Readers Write: Why It’s Time to Make Clinical Documentation Clinically Valuable
Why It’s Time to Make Clinical Documentation Clinically Valuable
By Jay Anders, MD, MS
Jay Anders, MD, MS is chief medical officer of Medicomp Systems of Chantilly, VA.
“I love documenting patient encounters,”said no clinician ever.
Clinical documentation is a time-consuming source of frustration for physicians and nurses, yet a necessary evil for any hospital and health system that wants to keep its doors open and its lights on. Clinical documentation drives the billing process, maintains the details for diagnosis and procedure coding, and provides the required justification for reimbursement.
The whole “billing and getting-paid” stuff is obviously important, but what if we could transform the clinical documentation process to make it more valuable to the physician and the patient? In other words, why not “fix” clinical documentation so that it helps clinicians deliver better patient care?
Consider the typical clinical documentation process for a patient encounter. The doctor sees a patient who, for example, is complaining of an irregular heartbeat. The physician pulls up an arrhythmia template in the EHR and begins documenting the patient’s symptoms. Everything moves along smoothly until the patient mentions that he’s recently been having some pain in his right elbow. And, that his A1C levels have been a little elevated.
Suddenly the documentation process gets a lot more complicated as the physician hunts for template options to document the non arrhythmia-related ailments. After a couple of minutes searching unsuccessfully for the right disease templates, the doctor gives up and decides to dictate the rest of the note.
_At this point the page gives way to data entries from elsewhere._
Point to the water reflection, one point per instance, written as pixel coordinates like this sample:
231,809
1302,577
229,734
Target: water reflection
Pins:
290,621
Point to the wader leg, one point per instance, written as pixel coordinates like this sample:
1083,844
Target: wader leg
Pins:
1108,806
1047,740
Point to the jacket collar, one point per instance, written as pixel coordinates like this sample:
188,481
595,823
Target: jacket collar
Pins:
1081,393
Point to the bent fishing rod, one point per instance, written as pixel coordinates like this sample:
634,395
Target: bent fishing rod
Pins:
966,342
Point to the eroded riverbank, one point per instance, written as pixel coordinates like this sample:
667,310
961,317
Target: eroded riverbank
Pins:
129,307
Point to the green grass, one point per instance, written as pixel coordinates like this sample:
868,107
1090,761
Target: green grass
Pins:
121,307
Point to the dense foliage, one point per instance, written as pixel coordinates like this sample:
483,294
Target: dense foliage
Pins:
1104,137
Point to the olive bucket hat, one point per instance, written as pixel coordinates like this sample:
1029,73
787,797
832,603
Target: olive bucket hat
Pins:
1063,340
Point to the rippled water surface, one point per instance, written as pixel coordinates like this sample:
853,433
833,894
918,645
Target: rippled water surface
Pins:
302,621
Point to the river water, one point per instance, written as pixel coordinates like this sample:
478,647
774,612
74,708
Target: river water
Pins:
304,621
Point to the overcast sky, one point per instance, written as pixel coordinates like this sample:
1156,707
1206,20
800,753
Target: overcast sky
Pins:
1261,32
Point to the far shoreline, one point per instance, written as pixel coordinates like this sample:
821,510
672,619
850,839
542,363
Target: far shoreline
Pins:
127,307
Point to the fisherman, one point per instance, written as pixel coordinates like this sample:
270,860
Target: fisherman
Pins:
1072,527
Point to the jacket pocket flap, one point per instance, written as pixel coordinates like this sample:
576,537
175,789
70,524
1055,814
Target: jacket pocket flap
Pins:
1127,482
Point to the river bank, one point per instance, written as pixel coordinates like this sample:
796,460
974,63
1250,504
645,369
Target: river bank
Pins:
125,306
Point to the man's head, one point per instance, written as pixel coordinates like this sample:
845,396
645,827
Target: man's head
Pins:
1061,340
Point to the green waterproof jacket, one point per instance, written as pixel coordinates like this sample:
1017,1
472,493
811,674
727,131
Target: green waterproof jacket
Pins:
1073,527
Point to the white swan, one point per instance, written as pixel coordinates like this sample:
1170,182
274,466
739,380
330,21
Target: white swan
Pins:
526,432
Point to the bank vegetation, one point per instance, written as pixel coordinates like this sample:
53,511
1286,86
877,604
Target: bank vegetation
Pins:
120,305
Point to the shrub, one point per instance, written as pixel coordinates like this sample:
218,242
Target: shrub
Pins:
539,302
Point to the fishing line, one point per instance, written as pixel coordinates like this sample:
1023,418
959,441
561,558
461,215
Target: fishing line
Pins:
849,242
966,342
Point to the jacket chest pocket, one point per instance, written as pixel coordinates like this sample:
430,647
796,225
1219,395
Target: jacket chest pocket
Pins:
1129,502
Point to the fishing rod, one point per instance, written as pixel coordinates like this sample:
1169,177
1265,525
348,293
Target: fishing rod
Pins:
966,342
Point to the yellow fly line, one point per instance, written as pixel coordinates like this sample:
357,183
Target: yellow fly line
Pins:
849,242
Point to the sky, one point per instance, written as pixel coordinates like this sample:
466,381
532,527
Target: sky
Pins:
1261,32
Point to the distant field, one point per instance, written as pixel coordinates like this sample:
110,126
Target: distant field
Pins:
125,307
Because of the inefficiencies of most clinical documentation systems, physicians often resort to dictation. The transcription of dictated notes can be expensive and is prone to error. Furthermore, dictated data is stored in a non-structured format that is more difficult to access at the point of care. This means that physicians may overlook critical details hidden within free text, which in turn can impact the delivery of care. In addition, it’s difficult to analyze data in an unstructured format for quality reporting purposes or for any type of analytics.
Physicians and their patients deserve better. Here are my recommended “fixes” to give clinical documentation more clinical substance for the enhanced delivery of patient care.
Clinically-dynamic, patient-specific documentation
More physicians now have access to disease-specific templates, which give clinicians a great head start in the documentation process and help with the capture of structured data for larger quality improvement initiatives. However, because physicians treat whole patients and not a single disease, clinicians also need documentation tools that are patient-specific and clinically-dynamic.
With a clinically-dynamic documentation platform, physicians can easily pull in clinically relevant items without having to call up multiple templates. In the case of the patient complaining of an irregular heartbeat, a doctor can tap in a few keystrokes and quickly add new issues into the existing document. The documentation workflow is not disrupted and the clinician does not need to dictate any details or enter free text. Everything related to the patient, including the elbow pain and A1c concerns, are merged directly into the same note. Each element is logically linked to the relevant section within the note – the problem list or physical exam, for example – so that physicians can quickly access the precise details at any time.
Capturing patient-specific details for quality initiatives
You may never hear a physician say they love documenting patient encounters, but you may be able to convince them that it’s worth the effort if the finished product facilitates better patient care.
When clinical documentation can be leveraged to advance quality initiatives, physicians are less likely to view the charting process as a time-consuming task that turns doctors into overpaid members of the billing staff. With smarter clinical documentation tools, physicians can track more patient data in real time and capture critical information that feeds analytics systems and performance dashboards. Clinicians can then access population-level information or view specific clinical details in a longitudinal format and gain deeper insights into a patient’s medical status.
It’s time to usher in a new era with clinical documentation. With the right technology and a shift in mindset, we have the opportunity to transform clinical documentation so that it’s not just about coding and billing, but instead a vital tool that enhances the delivery of quality patient care.